Son cas est, en effet, loin d’être isolé. Sur cet archipel, les pères comme les mères, étrangers comme Japonais, peuvent être victimes de kidnapping de leur(s) enfant(s) par leur ancien partenaire.
“Au Japon, une fois que l’enfant est parti, c’est fini”, s’est vu répéter Vincent Fichot qui a rencontré de nombreux parents dans son cas lors de sa grève de la faim.
“La garde partagée des enfants en cas de séparation des parents n’existe pas légalement au Japon, ce qui fait que les enlèvements parentaux y sont courants et tolérés par les autorités locales”, expliquait l’AFP en novembre dernier.
Vincent Fichot a finalement vu un juge japonais censé statuer sur la garde et le divorce en mars dernier.
“Je veux une garde partagée. Je veux ce qui est bien pour les petits. Ils ont le droit d’être japonais, ils ont le droit d’avoir une maman”, assure-t-il.
Par ailleurs, il précise que son épouse l’a accusé de violences domestiques et de séquestration chez ses parents dans le sud de la France pendant leurs dernières vacances. “Elle n’a jamais porté plainte, je n’ai jamais été condamné”, rappelle-t-il, serein.
“Je n’abandonnerai jamais mes enfants”
Trois mois plus tard, il n’a toujours aucune nouvelle de la décision, une situation anormale, selon son avocat.
Que fait le système judiciaire ? Selon le père de Tsubasa et Kaede, le tribunal craint de faire un précédent en statuant sur cette affaire. Ce qu’il redoute le plus, c’est que les Japonais refusent de juger : “Ça pourrait durer des années.”
Grâce à cette audience, Vincent Fichot a quand même pu avoir des nouvelles de ses petits, par l’entremise du juge.
“Ils m’ont donné deux informations : leur taille et ce qu’ils pensent de moi. C’est tout ce que j’ai obtenu sur mes enfants en quatre ans. Je sais que mon fils fait 129 cm et ma petite fait 105 cm. Et que mon fils pense que j’habite à Hawaï et qu’il voudrait que je revienne pour jouer avec lui. C’est assez exceptionnel qu’il ait de bons souvenirs de moi parce qu’il n’avait même pas 3 ans, le petit. Et Kaede, elle pense que je suis mort.”
Le quotidien du Français exilé au Japon, c’est aussi de les chercher partout dans la rue : “Quand je vois des enfants mixtes dans la rue, je me demande si c’est eux, mais pour être honnête, je ne saurais pas les reconnaître. Kaede avait 11 mois, Tsubasa avait 3 ans, aujourd’hui, il en a 7… Il a dû bien changer, le petit. Mais j’ai cette appréhension, oui.
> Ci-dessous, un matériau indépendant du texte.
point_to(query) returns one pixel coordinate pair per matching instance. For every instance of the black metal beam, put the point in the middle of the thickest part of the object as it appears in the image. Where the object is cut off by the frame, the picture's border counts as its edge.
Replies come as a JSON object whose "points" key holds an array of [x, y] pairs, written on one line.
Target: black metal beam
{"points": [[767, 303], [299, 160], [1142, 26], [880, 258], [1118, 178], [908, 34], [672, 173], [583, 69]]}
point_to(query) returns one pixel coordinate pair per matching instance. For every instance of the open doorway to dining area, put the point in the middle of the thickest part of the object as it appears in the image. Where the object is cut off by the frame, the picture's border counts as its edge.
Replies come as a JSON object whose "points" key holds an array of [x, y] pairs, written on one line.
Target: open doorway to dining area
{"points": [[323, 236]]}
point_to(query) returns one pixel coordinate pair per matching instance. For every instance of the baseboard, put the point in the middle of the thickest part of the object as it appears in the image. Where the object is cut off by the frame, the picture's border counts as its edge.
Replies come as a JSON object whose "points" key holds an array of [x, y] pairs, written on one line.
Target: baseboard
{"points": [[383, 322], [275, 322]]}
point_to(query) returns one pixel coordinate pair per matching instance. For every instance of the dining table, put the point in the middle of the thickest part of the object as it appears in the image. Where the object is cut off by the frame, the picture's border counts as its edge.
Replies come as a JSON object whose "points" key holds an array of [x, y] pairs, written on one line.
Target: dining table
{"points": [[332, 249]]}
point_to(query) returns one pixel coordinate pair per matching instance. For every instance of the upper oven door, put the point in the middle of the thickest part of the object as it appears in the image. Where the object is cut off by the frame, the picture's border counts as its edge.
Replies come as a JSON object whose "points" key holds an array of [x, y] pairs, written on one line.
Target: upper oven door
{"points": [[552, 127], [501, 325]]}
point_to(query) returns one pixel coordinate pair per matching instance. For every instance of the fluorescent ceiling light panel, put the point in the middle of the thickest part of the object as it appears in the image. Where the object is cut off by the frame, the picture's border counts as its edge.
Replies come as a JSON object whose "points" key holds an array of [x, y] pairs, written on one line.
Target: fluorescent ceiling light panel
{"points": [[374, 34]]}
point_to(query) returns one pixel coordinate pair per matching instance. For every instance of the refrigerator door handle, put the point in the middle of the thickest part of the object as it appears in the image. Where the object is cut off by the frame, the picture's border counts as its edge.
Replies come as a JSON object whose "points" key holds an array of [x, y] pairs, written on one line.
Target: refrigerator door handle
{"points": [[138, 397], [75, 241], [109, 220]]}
Et c’est dur de vivre avec ça, de faire le deuil d’enfants qui sont là, quelque part.”
Les happy ends sont rares dans sa situation. “En quinze ans de droit de la famille, je n’ai jamais gagné un cas comme celui-ci”, lui a glissé son avocat pourtant spécialiste. Lui-même a été victime du kidnapping de son enfant par son ancienne compagne. “Je l’ai choisi pour ça. Il n’a pas vu sa fille depuis huit ans”, nous explique Vincent Fichot.
“Même si la probabilité est très faible, si vous n’y croyez pas, le combat est perdu d’avance”, ajoute-t-il.
En attendant des nouvelles de la justice japonaise ou un soubresaut du gouvernement français, Vincent Fichot continue de se battre. Il vient de fonder l’ONG Find My Parent qui permet aux enfants séparés de leurs parents de les retrouver.
“Si on me disait que mes enfants étaient mieux sans moi, j’ai 40 ans, ce serait dur, mais j’en ferais mon deuil. Mais je sais que ce n’est pas ça. Je n’abandonnerai jamais mes enfants”, conclut-il.